日本のマスメディアは、中国共産党政府発表の経済指標を鵜呑みにして流しているが、それは確信犯であるか、愚者であろうか。という問いかけである。
そこで、合理的説明が出来ない事例(つまり嘘)が次々に例示される。そして、中国の経済問題は、日本のマスメディアの問題と重なる部分があるという著者の見解に同意する(外の向かっては改革を叫び、内では記者クラブという談合組織を死守するのが一例である。元首相の世襲と同根であり要するに欺瞞である。ニセモノは本物より本物らしく振舞うので始末が悪い)

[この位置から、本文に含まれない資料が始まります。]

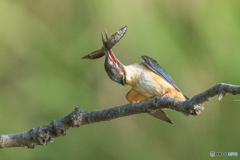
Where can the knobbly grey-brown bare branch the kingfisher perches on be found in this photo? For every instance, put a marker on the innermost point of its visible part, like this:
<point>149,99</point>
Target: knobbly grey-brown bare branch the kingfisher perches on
<point>47,134</point>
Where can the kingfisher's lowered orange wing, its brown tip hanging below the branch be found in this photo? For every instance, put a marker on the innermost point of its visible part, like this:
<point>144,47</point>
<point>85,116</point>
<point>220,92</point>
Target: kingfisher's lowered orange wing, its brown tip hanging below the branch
<point>134,95</point>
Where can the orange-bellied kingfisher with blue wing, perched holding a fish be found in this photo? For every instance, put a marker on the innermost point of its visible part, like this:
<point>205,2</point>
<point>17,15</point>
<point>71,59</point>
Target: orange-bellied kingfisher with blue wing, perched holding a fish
<point>147,79</point>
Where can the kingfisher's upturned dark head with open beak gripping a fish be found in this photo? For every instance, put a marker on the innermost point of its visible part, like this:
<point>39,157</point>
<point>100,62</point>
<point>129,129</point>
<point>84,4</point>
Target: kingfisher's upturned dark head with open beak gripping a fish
<point>114,68</point>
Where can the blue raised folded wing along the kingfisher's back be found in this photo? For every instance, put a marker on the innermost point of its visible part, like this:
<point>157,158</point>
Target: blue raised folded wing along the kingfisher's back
<point>156,68</point>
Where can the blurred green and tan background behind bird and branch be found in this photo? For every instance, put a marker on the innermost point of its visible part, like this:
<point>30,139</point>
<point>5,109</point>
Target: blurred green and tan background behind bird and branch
<point>42,75</point>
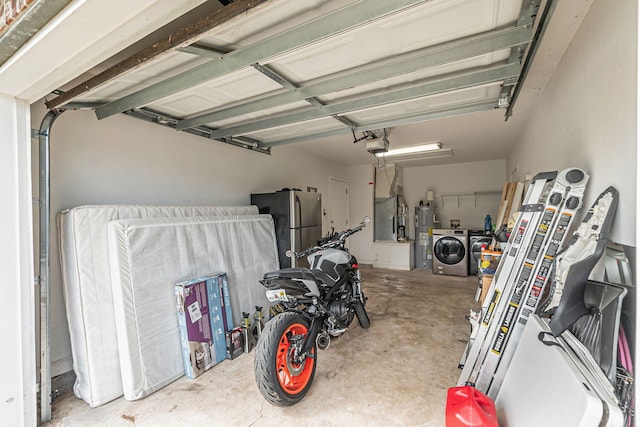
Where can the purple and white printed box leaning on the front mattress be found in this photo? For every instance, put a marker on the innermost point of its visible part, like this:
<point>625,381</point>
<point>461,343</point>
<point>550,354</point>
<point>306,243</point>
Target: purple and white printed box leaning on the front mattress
<point>198,353</point>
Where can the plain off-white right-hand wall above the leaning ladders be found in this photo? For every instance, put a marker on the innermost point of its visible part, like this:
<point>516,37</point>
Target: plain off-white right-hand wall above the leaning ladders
<point>586,116</point>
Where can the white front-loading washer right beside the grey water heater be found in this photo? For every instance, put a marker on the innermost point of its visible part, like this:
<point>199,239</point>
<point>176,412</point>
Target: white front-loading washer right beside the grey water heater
<point>451,252</point>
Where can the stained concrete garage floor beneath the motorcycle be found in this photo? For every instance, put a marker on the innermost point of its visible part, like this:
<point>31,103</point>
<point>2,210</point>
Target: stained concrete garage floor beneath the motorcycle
<point>394,374</point>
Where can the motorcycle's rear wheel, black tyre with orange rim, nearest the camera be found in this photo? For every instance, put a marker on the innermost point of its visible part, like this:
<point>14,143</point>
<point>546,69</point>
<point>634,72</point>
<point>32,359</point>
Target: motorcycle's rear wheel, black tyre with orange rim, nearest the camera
<point>281,379</point>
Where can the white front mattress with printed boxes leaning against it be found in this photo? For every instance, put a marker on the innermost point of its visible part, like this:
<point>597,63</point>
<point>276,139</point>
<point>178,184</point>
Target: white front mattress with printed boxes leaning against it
<point>148,257</point>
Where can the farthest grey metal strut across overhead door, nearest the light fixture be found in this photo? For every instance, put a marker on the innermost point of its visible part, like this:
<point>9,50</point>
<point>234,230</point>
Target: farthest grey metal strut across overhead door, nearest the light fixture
<point>391,122</point>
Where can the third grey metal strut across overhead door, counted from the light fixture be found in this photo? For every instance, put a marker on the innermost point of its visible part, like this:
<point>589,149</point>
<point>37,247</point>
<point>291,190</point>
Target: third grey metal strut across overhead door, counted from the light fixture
<point>425,58</point>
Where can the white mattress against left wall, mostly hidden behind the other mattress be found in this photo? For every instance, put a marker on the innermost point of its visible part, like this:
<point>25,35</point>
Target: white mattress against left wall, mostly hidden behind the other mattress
<point>86,282</point>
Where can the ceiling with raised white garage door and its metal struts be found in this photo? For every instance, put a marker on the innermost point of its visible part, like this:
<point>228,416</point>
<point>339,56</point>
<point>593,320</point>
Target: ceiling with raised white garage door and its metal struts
<point>317,74</point>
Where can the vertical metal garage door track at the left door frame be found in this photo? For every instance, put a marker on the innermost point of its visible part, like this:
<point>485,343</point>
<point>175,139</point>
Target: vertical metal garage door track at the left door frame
<point>45,248</point>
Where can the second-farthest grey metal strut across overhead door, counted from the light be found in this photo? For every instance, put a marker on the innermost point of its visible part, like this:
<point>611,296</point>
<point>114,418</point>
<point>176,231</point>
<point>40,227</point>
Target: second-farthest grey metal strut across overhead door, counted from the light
<point>478,78</point>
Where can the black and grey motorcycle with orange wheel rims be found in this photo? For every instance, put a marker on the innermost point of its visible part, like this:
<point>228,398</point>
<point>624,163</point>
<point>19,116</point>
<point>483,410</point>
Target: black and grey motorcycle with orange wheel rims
<point>312,305</point>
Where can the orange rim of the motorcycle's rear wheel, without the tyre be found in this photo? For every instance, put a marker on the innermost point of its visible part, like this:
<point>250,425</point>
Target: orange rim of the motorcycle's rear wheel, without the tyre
<point>293,377</point>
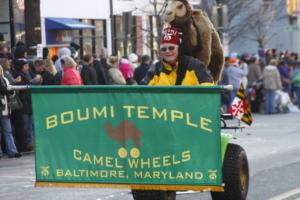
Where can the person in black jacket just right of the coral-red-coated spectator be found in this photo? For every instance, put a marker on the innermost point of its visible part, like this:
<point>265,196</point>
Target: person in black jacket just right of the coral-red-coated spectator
<point>88,72</point>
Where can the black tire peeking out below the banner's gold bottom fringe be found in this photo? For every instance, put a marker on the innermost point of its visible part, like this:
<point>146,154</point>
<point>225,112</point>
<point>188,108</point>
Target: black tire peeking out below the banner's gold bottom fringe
<point>153,195</point>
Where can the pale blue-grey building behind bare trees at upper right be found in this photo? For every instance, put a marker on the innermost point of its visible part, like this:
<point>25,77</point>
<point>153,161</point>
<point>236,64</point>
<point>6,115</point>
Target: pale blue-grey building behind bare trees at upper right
<point>281,31</point>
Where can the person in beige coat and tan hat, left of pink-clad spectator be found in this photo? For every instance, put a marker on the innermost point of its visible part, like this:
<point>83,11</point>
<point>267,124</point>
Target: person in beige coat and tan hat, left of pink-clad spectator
<point>114,71</point>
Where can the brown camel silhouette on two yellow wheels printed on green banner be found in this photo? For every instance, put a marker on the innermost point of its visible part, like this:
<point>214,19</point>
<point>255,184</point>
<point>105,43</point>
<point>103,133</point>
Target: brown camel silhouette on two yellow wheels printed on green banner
<point>124,131</point>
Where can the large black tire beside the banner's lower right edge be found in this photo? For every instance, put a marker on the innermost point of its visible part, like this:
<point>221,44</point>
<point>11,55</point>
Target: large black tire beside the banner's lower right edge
<point>235,175</point>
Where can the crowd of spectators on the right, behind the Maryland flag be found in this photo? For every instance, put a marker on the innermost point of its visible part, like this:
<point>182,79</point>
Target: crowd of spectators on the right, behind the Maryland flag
<point>272,80</point>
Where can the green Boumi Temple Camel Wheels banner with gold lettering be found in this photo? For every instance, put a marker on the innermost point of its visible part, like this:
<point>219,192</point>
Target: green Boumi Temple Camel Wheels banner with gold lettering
<point>140,137</point>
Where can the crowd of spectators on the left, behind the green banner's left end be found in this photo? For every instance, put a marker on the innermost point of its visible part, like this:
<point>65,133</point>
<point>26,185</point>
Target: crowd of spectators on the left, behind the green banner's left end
<point>66,68</point>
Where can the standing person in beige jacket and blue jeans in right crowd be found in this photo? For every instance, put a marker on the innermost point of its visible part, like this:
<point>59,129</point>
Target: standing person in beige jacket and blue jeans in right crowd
<point>271,82</point>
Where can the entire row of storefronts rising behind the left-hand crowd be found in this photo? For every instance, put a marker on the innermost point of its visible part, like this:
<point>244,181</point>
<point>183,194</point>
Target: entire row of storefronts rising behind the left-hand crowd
<point>121,26</point>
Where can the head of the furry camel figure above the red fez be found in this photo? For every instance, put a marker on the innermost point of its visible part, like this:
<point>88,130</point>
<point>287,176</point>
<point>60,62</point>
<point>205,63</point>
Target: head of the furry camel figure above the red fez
<point>177,12</point>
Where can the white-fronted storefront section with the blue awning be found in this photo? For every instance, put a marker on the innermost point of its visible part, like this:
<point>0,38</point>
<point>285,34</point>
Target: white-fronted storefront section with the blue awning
<point>86,23</point>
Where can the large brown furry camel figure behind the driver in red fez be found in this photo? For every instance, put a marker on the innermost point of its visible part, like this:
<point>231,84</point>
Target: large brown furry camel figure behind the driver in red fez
<point>200,39</point>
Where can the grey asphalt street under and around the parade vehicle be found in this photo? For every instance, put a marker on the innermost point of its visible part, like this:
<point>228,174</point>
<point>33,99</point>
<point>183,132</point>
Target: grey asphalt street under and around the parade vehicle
<point>272,146</point>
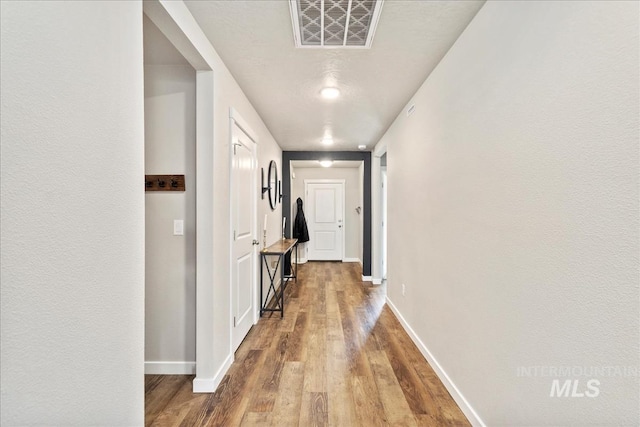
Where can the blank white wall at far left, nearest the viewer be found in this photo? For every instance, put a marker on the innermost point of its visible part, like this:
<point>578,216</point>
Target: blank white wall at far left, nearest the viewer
<point>72,295</point>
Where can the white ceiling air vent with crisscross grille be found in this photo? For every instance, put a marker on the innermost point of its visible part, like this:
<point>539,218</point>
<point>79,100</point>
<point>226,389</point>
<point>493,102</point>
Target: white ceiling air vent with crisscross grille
<point>334,23</point>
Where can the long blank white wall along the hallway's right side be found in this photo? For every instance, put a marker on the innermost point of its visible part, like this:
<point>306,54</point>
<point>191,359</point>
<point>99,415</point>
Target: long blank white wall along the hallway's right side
<point>513,210</point>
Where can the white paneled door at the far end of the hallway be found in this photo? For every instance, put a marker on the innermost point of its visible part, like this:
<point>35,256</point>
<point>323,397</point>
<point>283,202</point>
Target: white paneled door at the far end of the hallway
<point>325,202</point>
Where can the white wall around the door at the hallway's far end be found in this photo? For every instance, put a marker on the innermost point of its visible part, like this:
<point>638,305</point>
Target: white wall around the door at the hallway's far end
<point>353,188</point>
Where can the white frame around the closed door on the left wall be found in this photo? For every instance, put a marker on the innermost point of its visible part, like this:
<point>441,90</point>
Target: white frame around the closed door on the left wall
<point>236,119</point>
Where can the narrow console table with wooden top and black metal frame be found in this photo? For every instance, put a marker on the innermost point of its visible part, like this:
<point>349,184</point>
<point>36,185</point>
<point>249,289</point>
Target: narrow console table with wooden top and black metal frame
<point>279,249</point>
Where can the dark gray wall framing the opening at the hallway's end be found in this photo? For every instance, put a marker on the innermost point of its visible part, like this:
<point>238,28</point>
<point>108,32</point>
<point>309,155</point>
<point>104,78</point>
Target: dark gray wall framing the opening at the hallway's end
<point>288,156</point>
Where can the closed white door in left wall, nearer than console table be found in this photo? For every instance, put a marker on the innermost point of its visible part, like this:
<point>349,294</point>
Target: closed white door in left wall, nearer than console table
<point>243,214</point>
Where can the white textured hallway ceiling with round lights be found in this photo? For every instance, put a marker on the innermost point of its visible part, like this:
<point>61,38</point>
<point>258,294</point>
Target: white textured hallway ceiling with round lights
<point>255,40</point>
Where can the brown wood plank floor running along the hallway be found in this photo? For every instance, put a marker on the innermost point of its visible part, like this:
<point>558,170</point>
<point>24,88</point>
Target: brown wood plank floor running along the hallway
<point>339,357</point>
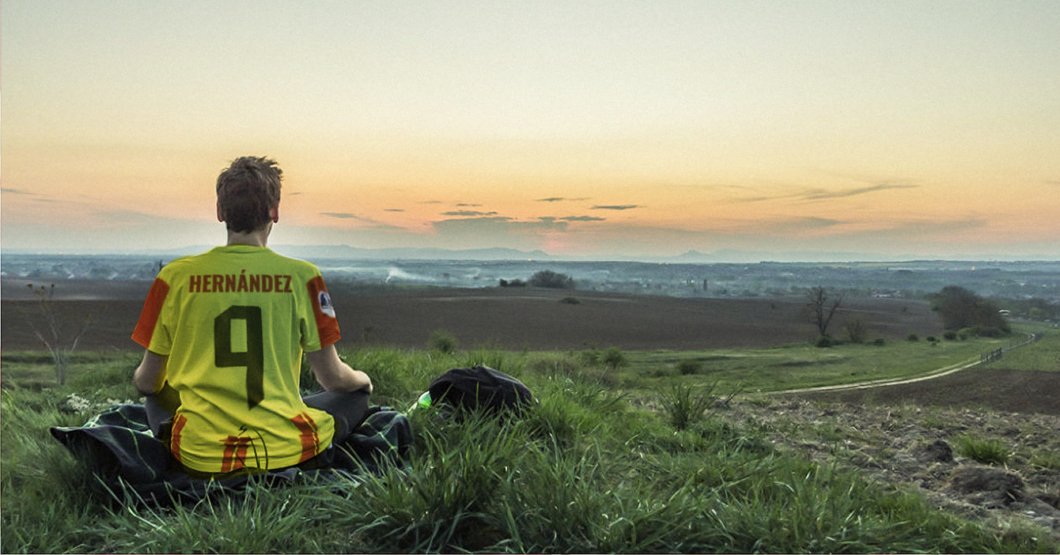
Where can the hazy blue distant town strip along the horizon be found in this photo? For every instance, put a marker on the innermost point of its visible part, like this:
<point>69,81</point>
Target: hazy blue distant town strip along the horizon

情報リテラシーの格好の題材であるポジショントークの一例。
金融機関が「ある国」の経済を絶賛する時は、その国に投資したいときではなく「投資を引き揚げたい」ときである。
もう一つ、「証券化商品」についての説明。
あり余るマネーという前提の下に生み出されたもので、それが「投資適確」という「格付会社」を必要とした。そして、幕が閉じ「コモデティ」、そして今「中国」と続いている。
他にも興味深い明解な解析が多数。